Benefits of Aerobics for Seniors
The effects of aging on your body are apparent when leading a sedentary lifestyle. Aerobics for seniors can reverse and slow many of the negative effects of aging on your body such as:
- Loss of bone mass
- Poor balance
- Poor endurance
- Loss of cognitive function
Aerobics for seniors, combined with resistance training, can slow and reverse these adverse conditions you may be experiencing.
Sarcopenia, or the loss of skeletal muscle mass and function, can be insidious if you let it. It’s a condition that is correlated to poor quality of life, physical disability and death.
Fortunately, exercise such as aerobics and strength training can slow the progression of sarcopenia, as well as mitigate your risk factors by increasing your skeletal muscle mass.
Aerobics for seniors can increase bone mass if it’s weight bearing exercise.
Weight bearing exercise that involves land-based activity, in which you’re supporting your weight, should be part of your plan to prevent or treat osteoporosis.
With age, balance tends to deteriorate, unless you’re doing exercise that requires balance. By improving balance, you’ll reduce your risk of falling and fracturing a hip or other bone.
If you’re not doing anything to improve or maintain your endurance, it’s likely that your activities of daily living will get more difficult. This is where aerobics for seniors can help.
Exercise, especially strength training, can improve cognitive function that plagues so many seniors.
The Best Aerobics for Seniors
- Dance Cardio
One of the best forms of aerobic exercise for seniors, dance cardio can improve bone mass, endurance and balance, things you need for improved quality of life, not just longevity.
Make sure the instructor is certified to teach dance cardio and has experience working with seniors.
- Water Aerobics
While it’s not weight bearing exercise, water aerobics can improve your strength as well as muscular and cardiovascular endurance.
Whichever place you choose to do water aerobics, as always make sure the instructor is certified and the facility has proper water safety equipment.
Having someone to walk with will make it more interesting and improve your exercise adherence.
Your pace should be brisk and be done in an area that’s safe, as well as being free of extreme temperatures.
Be sure to stay hydrated and wear comfortable athletic shoes.
- Chair Fit
A great chair fit workout combines strengthening, aerobic exercise and flexibility. And you don’t need expensive equipment.
Make sure you have a firm chair without armrests and a towel and water nearby.
Doing chair fit exercise in a group will make your exercise more enjoyable and make it more likely you’ll continue for the long term.
How much should you exercise?
If you’re 65 years of age or older and have no underlying health problems:
- 150 minutes of moderate-intensity aerobic activity per week, or 75 minutes per week of vigorous-intensity aerobic activity
- 2 days per week of muscle strengthening activity
The following are examples of moderate intensity exercise:
- Water aerobics
- Doubles tennis
- Brisk walking
Strengthening Exercise to Consider
Strength training should be done at least two times per week and target all the major muscle groups; about 10 exercises.
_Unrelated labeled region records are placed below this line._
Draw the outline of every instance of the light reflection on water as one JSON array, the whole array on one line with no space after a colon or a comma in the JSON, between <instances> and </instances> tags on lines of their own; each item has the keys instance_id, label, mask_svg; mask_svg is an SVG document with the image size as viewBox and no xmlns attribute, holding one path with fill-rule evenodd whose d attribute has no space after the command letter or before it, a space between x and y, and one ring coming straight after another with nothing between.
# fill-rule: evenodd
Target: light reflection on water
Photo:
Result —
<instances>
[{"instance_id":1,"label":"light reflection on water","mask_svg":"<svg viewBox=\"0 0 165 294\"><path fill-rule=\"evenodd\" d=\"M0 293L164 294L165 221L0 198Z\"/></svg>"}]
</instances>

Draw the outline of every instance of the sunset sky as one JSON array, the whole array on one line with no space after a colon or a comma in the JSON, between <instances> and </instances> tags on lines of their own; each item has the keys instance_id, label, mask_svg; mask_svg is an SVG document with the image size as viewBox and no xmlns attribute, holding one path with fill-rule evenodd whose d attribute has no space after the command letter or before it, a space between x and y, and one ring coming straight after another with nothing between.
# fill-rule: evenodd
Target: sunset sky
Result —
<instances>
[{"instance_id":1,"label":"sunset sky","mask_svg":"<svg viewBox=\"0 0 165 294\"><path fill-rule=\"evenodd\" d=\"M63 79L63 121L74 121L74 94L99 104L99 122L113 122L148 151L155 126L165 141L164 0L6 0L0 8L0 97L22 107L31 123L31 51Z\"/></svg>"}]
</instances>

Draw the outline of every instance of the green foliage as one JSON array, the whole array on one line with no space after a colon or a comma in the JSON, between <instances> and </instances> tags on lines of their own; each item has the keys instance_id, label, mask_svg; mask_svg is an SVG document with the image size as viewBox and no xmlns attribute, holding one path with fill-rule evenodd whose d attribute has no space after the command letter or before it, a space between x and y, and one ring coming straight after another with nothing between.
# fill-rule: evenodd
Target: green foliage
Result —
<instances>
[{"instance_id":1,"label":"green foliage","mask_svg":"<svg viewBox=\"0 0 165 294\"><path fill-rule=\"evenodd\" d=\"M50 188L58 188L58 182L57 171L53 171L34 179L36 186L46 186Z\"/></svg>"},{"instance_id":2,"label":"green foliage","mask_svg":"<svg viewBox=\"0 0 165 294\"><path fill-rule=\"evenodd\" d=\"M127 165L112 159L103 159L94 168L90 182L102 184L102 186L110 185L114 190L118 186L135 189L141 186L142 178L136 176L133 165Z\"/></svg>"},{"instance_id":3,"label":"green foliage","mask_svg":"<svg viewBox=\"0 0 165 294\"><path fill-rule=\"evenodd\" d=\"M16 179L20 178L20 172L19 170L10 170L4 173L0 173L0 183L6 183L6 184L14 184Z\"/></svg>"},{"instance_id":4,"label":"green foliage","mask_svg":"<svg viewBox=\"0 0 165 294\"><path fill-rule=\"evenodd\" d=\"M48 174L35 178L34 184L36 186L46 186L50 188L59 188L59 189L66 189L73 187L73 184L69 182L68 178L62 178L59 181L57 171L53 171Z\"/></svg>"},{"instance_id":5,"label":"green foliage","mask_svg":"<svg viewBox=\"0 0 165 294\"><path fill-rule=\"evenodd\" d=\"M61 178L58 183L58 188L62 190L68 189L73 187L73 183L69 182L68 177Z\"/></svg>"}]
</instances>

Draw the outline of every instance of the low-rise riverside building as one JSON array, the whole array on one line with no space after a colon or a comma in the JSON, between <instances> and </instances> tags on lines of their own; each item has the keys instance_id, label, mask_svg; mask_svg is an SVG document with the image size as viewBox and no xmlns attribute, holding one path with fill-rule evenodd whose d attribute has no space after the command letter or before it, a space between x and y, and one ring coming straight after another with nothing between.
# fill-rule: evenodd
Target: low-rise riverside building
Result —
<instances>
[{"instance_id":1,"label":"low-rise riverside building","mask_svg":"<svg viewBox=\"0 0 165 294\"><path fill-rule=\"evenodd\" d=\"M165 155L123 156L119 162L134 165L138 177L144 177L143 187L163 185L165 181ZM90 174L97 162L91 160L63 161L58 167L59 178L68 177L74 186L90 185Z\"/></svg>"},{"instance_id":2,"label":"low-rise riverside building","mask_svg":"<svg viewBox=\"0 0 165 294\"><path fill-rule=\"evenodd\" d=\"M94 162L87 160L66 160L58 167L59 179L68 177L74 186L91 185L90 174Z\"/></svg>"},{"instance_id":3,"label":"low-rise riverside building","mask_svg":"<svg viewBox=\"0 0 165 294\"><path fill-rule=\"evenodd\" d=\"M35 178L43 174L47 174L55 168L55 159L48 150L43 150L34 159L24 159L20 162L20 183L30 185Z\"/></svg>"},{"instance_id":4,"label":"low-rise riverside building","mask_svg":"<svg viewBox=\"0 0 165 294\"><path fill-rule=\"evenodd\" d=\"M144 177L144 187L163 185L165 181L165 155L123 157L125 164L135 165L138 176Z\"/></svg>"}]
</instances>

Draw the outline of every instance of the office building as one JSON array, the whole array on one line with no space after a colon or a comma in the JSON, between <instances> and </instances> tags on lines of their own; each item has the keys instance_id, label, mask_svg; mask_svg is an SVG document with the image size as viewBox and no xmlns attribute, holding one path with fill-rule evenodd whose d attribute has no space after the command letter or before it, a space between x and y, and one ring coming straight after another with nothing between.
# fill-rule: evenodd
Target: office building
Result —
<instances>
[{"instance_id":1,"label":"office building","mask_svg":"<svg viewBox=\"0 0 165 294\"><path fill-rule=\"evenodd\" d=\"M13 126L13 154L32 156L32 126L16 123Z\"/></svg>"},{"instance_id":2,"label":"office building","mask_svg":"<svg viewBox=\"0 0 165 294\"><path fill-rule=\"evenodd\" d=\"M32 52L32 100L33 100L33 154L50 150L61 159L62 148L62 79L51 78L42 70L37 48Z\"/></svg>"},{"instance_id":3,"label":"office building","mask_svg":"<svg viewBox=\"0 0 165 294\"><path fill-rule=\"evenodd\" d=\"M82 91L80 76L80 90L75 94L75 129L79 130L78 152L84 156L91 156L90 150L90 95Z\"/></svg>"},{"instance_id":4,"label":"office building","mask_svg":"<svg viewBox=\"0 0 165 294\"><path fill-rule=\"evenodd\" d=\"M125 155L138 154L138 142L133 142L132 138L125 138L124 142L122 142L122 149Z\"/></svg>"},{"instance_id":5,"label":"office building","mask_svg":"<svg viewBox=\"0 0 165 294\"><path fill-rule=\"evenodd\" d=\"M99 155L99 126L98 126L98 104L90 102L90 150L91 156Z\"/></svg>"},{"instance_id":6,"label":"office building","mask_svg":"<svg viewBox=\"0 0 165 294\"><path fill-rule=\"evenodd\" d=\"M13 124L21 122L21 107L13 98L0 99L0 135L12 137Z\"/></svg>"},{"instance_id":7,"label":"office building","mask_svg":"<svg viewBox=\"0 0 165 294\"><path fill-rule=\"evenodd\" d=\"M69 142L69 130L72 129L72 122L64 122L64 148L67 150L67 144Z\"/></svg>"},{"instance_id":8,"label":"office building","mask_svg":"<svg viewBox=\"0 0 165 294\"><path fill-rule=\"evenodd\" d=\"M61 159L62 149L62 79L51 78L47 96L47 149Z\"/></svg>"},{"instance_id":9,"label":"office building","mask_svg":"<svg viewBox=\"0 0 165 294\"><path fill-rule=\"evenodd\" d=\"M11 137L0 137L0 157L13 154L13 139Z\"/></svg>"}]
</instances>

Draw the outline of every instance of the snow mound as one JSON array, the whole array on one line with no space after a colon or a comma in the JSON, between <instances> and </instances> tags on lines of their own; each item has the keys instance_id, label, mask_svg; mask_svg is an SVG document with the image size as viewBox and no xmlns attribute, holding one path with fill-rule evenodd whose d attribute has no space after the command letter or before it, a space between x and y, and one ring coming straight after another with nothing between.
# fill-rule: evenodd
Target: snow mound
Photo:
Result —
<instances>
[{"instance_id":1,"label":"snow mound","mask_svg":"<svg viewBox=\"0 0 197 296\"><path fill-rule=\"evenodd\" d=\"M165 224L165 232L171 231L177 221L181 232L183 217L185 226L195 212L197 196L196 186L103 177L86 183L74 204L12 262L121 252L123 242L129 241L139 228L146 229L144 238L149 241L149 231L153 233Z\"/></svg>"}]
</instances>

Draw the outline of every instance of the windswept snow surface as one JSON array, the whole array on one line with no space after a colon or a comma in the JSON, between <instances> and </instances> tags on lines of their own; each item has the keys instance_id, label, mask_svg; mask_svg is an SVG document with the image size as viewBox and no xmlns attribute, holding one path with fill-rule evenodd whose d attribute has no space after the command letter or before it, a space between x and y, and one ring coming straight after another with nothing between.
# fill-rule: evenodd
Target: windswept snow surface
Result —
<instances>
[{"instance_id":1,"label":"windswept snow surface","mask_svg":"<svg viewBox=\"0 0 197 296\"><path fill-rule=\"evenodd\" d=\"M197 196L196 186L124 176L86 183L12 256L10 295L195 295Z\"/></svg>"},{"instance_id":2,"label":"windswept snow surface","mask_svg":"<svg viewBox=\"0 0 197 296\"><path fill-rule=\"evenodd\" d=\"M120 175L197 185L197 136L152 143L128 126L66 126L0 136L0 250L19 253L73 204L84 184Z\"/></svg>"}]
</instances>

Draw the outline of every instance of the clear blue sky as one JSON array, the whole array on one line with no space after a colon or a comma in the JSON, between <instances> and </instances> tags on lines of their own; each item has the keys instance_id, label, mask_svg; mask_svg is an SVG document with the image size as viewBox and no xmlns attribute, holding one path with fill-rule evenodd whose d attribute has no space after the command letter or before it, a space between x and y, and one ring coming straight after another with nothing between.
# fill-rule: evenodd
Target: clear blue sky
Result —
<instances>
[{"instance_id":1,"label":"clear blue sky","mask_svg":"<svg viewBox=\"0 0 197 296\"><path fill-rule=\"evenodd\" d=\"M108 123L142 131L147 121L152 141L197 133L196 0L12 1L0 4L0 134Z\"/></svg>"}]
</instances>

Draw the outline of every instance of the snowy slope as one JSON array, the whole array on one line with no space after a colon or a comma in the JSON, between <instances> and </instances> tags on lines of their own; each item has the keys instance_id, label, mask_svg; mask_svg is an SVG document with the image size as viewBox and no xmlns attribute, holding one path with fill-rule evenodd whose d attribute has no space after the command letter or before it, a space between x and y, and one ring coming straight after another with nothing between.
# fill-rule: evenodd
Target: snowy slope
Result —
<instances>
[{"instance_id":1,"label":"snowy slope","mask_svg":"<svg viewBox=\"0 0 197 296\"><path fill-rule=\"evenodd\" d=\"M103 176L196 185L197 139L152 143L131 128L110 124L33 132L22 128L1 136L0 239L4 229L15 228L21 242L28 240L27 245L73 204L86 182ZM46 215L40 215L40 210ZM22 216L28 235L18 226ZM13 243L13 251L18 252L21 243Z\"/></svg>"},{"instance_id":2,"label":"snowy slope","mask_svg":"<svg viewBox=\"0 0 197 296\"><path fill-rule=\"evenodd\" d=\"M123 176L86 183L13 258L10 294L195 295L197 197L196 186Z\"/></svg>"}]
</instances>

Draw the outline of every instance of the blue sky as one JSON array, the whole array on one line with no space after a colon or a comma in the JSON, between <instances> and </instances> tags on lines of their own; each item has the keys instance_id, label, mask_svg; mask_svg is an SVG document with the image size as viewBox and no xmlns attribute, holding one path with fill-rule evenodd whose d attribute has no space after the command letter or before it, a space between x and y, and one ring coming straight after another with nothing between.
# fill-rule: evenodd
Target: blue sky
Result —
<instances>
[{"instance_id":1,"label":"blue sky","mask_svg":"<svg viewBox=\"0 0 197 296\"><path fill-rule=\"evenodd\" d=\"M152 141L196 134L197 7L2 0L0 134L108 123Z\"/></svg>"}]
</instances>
Beginners can start with sets of 6 to 12 repetitions, 2 sets.
Allow 48 to 96 hours of rest between workouts. Strengthening can be done with dumbbells, bands, machines or body weight against gravity.
If you need help, work with a certified trainer who has experience working with seniors.
Yoga can be used to work on strength, flexibility and balance. If you like the idea of yoga, but you’re looking for an alternative that’s a little less difficult and more accessible, chair yoga may be the answer.
With any exercise, if you’re experiencing pain, you should stop performing the exercise.
Pilates is great for core strengthening and conditioning. You can start out doing Pilates with just a mat.
If you decide to get ambitious, you can progress to using specialized equipment.
The Pilates studio should provide mats and any other equipment that you need.
Any exercise should start with a warm-up and end with a cool down, including stretching after your workout.
If you have underlying health problems or have not had a physical exam recently, consult your physician before starting an exercise program.
Want to avoid the nursing home? Exercise regularly.
You don’t have to suffer from many of the debilitating diseases associated with aging.
A little exercise goes a long way. Just three times a week can make a big difference.